(This is the sort of post that makes me wish Blosxom allowed multiple categories per story: this one could just as easily go under sports or books. For no good reason I’ve assigned it to books.)
I’m in the middle of reading a couple books on baseball, including the 1983 edition of The Hidden Game Of Baseball. The subject of that book is the statistics that baseball fans use to quantify players’ skill, including RBI and ERA. The traditional statistics suffer from not isolating a player enough: a pitcher may have a high ERA (Earned Run Average — how many runs he allowed batters to score) if his defense is very good; contrariwise, his defense may mask his poor performance. A batter may have a low RBI because he comes early in the batting order and thereby doesn’t have a chance to score with many people on base.
The book does a decent job presenting the failings in these statistics, and does a subpar job explaining how one should interpret the new statistics that the book’s authors, and others like Bill James, have proposed. One such statistic is Linear Weights, which professional statisticians will utter a loud “Duh!” upon discovering: Linear Weights models the total number of runs that a batter is responsible for as a linear combination of stolen bases, bases the runner was caught while trying to steal, home runs, singles, doubles, and triples. The question is: on average, how many runs does a home run cause? How many runs does a single cause? How fast a runner do you have to be before it becomes worth it to steal bases?
That last question is particularly intriguing, and Linear Weights seems to be a decent way to address it. If the leadoff runner steals a base successfully, then he’s just made it a little bit easier for the next batter to get another run; if the leadoff runner gets caught stealing, then his team gets an out and his team has lost an opportunity to score a run. The question is: when does the expected benefit of the stolen base exceed the expected loss when the runner is caught stealing? The book doesn’t go into detail about the derivation, but it seems to be using computer simulations to estimate the coefficients on the summed variables; by this estimate, a stolen base contributes 3/10 of a run on average, and getting caught stealing loses 6/10 of a run. So unless you’re a very consistent base-stealer, it’s not worth your while to run. Presumably baseball players know this already, but maybe that’s an unreasonable presumption.

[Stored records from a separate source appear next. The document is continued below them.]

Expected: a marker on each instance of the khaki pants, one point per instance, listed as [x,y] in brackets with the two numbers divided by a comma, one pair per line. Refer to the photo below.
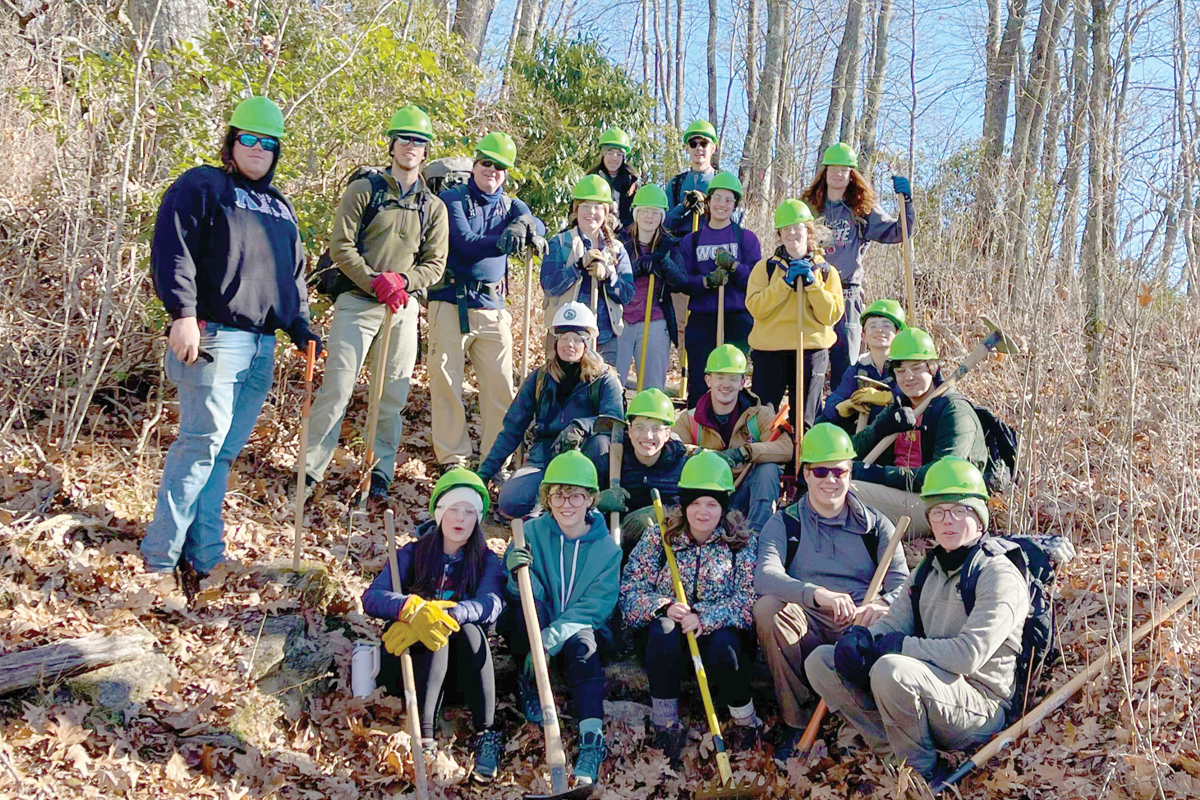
[490,346]
[894,504]
[787,633]
[913,708]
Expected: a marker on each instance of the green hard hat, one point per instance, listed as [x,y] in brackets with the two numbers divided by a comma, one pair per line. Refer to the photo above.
[726,359]
[912,344]
[413,121]
[953,475]
[826,441]
[593,188]
[258,115]
[725,180]
[615,138]
[791,212]
[887,308]
[571,468]
[459,476]
[499,148]
[700,127]
[840,155]
[652,403]
[651,197]
[707,470]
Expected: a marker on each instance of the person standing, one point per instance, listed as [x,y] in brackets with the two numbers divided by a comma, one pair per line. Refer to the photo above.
[228,266]
[467,307]
[844,198]
[402,251]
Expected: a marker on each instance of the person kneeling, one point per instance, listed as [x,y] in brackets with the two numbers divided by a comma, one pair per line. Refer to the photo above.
[715,553]
[575,570]
[448,573]
[930,675]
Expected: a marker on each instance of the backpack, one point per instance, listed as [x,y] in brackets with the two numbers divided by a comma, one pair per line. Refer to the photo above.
[1037,558]
[328,277]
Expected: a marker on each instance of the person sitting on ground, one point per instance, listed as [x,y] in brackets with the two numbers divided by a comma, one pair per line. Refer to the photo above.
[929,675]
[881,322]
[715,552]
[448,572]
[730,420]
[948,427]
[573,385]
[575,570]
[811,575]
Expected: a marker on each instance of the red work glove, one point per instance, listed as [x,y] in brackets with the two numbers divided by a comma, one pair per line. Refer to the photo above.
[391,289]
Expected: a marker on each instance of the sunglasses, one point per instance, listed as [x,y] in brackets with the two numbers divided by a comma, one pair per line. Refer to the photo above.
[826,471]
[270,144]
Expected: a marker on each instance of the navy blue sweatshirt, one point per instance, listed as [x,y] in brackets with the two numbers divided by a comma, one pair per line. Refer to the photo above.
[227,250]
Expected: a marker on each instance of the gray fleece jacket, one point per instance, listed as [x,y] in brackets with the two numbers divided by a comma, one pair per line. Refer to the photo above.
[982,648]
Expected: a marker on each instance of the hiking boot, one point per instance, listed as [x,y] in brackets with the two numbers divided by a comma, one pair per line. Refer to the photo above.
[671,740]
[489,749]
[528,699]
[592,755]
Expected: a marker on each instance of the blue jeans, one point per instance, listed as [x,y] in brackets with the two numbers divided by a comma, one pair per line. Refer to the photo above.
[219,404]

The book’s main point, which it makes well, is that the whole point of the statistics should be to estimate how many runs you produce for your team, or if you’re a pitcher how many runs you foiled. Everything else is academic, since the whole point of baseball is that the team with the most runs wins.
The trouble is that the statistician who coauthored the book with a sportswriter apparently didn’t chime in as much as he should have; the parts where the book talks about rigorous statistics are absolutely execrable. Those of us who know some statistics will be as aghast as I was, I hope, when they see the book’s treatment of the data. Yes, most people will only be interested in the results — .3 runs for a steal, -.6 runs when caught stealing, etc. — but the derivation and the justification is what’s important. I’d like to see some graphs comparing the model to the data, for one thing. Maybe some r2’s here and there. The book tries to provide rigorous statistics in the footnotes at the end of each section, but those footnotes are often worse than having no explanation at all: without explaining why, the book says that two statistics are computed iteratively, and that they’re intertwined, and gives the iterative formulas. It’s not clear why they ought to be iterated; part of my brain tells me that these statistics are using Iteratively Reweighted Least Squares, but the book never bothers to tell us that. This is a pretty common failing, I’ve found: pretend mathematical rigor that ends up saying more about the author’s failings than about the data.

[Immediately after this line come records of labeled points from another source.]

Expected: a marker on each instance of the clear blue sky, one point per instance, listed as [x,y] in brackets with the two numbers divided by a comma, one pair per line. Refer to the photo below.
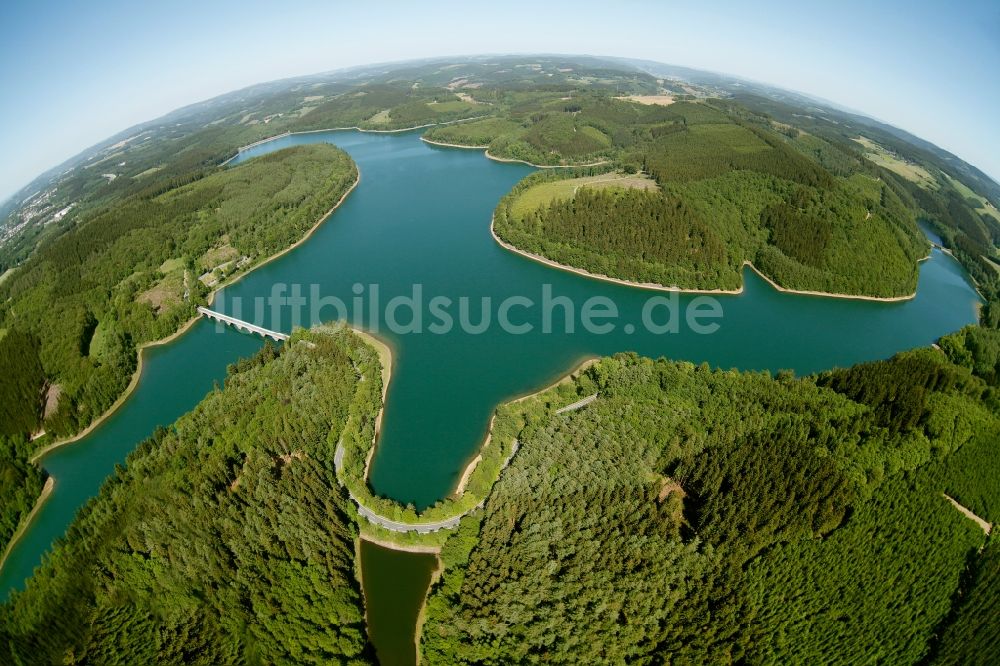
[73,73]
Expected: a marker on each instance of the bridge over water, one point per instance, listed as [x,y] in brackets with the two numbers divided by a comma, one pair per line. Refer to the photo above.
[242,325]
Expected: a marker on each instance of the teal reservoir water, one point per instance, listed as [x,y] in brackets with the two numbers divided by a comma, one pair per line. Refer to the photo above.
[175,376]
[420,219]
[395,584]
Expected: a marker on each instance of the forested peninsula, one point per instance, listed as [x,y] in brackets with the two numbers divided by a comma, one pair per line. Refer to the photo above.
[647,525]
[225,538]
[82,307]
[708,516]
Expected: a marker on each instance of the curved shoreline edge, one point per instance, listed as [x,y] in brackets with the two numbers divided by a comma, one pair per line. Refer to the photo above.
[22,528]
[509,160]
[243,149]
[653,286]
[137,375]
[448,522]
[45,450]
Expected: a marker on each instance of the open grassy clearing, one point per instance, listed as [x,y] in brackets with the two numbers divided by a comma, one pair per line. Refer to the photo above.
[882,157]
[545,193]
[451,106]
[984,207]
[658,100]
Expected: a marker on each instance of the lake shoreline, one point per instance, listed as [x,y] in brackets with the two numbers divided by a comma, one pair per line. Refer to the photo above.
[50,483]
[510,160]
[45,450]
[137,375]
[659,287]
[355,128]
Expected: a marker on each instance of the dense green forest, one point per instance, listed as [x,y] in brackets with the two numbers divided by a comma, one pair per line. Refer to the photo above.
[225,539]
[76,312]
[691,515]
[137,270]
[731,191]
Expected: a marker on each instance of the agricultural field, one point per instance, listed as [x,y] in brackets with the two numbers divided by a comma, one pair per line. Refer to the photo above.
[908,170]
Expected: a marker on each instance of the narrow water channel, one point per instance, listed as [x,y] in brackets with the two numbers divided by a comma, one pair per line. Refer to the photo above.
[419,220]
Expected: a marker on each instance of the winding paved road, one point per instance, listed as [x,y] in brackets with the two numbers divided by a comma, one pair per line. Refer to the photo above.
[395,525]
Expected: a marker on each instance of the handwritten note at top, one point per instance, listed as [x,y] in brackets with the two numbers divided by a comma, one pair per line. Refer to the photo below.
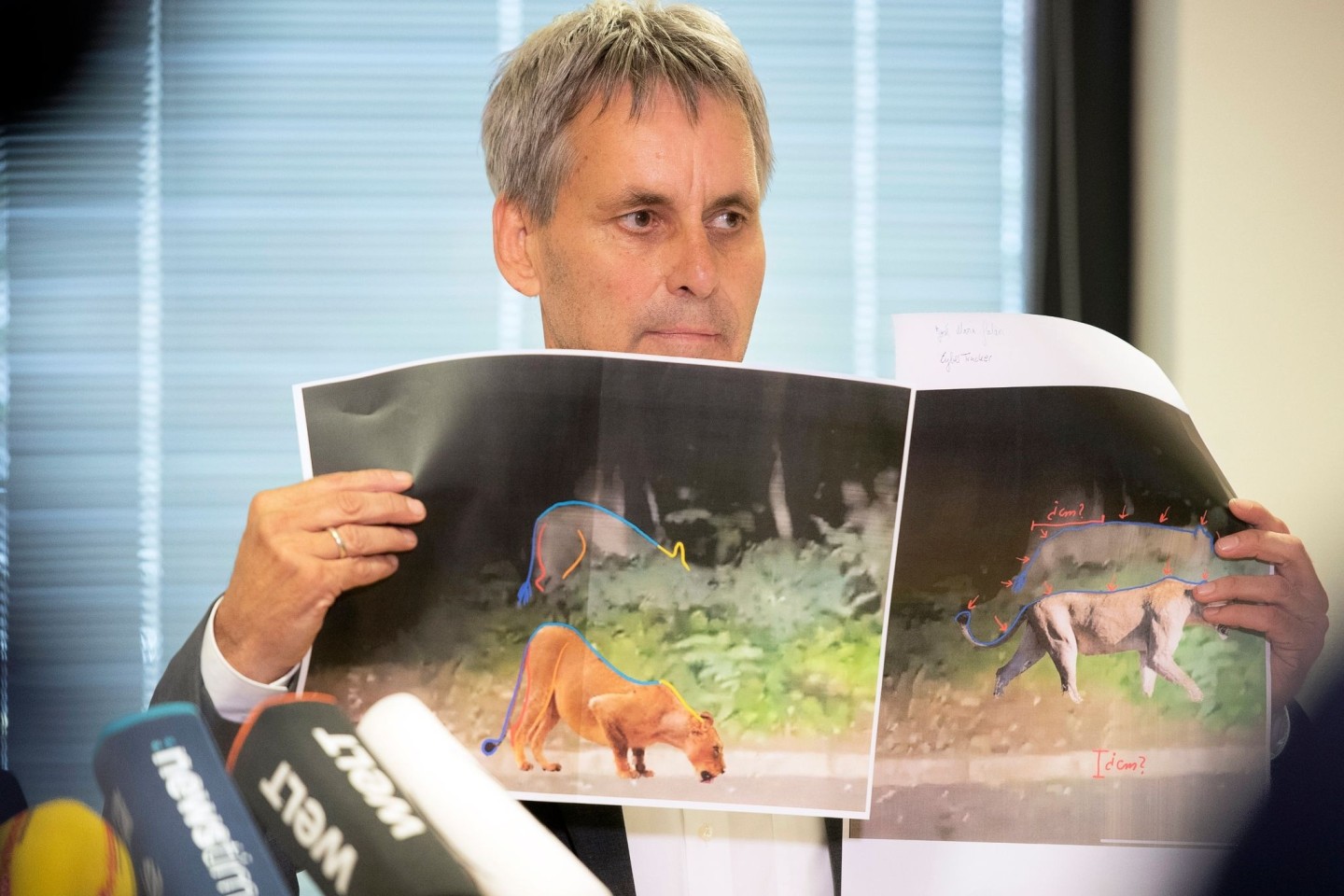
[999,351]
[967,342]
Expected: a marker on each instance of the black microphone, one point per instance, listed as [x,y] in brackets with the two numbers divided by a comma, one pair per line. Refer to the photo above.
[326,801]
[168,795]
[11,795]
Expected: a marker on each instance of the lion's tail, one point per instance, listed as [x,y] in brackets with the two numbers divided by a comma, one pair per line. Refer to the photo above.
[964,623]
[491,745]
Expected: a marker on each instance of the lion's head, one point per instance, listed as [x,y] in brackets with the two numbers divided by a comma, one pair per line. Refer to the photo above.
[705,749]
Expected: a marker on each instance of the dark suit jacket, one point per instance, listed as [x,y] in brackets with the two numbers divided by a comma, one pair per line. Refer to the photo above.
[595,833]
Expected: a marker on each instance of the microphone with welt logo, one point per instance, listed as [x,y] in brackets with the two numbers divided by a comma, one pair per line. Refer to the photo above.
[326,801]
[472,812]
[168,795]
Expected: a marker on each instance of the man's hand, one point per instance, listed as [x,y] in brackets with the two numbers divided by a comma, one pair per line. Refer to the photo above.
[1286,608]
[290,569]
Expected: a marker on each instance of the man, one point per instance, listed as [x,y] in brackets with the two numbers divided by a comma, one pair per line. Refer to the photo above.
[629,153]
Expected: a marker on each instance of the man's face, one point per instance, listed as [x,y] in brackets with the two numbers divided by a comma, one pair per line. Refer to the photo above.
[656,244]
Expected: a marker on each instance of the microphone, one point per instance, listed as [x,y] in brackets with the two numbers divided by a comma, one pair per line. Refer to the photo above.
[168,795]
[472,812]
[63,847]
[319,792]
[11,795]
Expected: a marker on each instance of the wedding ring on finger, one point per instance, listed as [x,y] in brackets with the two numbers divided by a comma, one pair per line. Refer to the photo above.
[341,541]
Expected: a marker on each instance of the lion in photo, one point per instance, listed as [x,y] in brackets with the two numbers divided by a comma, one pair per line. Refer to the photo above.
[1148,620]
[567,679]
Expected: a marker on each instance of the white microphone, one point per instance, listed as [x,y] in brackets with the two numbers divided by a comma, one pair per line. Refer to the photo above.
[472,812]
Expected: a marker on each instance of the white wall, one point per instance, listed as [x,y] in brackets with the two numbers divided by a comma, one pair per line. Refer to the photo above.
[1239,250]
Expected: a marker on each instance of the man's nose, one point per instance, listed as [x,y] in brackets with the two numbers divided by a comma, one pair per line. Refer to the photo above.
[695,269]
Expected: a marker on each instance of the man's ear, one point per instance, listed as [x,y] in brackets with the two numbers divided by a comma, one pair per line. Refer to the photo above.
[511,226]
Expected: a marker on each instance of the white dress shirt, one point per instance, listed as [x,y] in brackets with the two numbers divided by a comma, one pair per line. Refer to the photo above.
[674,852]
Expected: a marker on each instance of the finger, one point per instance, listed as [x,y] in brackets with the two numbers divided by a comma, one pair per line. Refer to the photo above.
[1264,546]
[374,480]
[359,571]
[360,540]
[371,480]
[362,508]
[1264,618]
[1246,589]
[1255,514]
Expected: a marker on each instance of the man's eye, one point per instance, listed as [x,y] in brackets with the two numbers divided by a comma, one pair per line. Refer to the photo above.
[641,219]
[730,219]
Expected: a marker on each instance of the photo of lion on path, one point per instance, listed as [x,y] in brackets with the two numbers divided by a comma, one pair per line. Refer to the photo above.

Perhaps this is all beside the point, given that I think the book’s intended audience does not include the statistically minded. Perhaps I should dig into the technical papers (some of them from operations-research journals) that the book refers to. Other than its failings of rigor and technical exposition, the book is actually quite good; it manages to intrigue me into playing with the data.
I’m not quite done the book, but my other complaint about it is that it focuses too much on the past: using the data to figure out who the best hitter of all time was, or whatnot. That’s not especially important to me; my interest is in finding the most undervalued players now, and assembling them on a team that will make the best use of them. Apparently this is the point of Michael Lewis’s book Moneyball — how the coach of the Oakland A’s assembled a great team on the cheap by looking more closely at the numbers. I look forward to reading Lewis’s book.
All of these books, by the way, come to me from my local library, which I’ve switched to (from buying every book) out of sheer financial desperation. It’s a good habit to get into, though, so maybe eventually I’ll be like my friend Seth in yet another way: not buying another book for years, yet still reading more than anyone around me.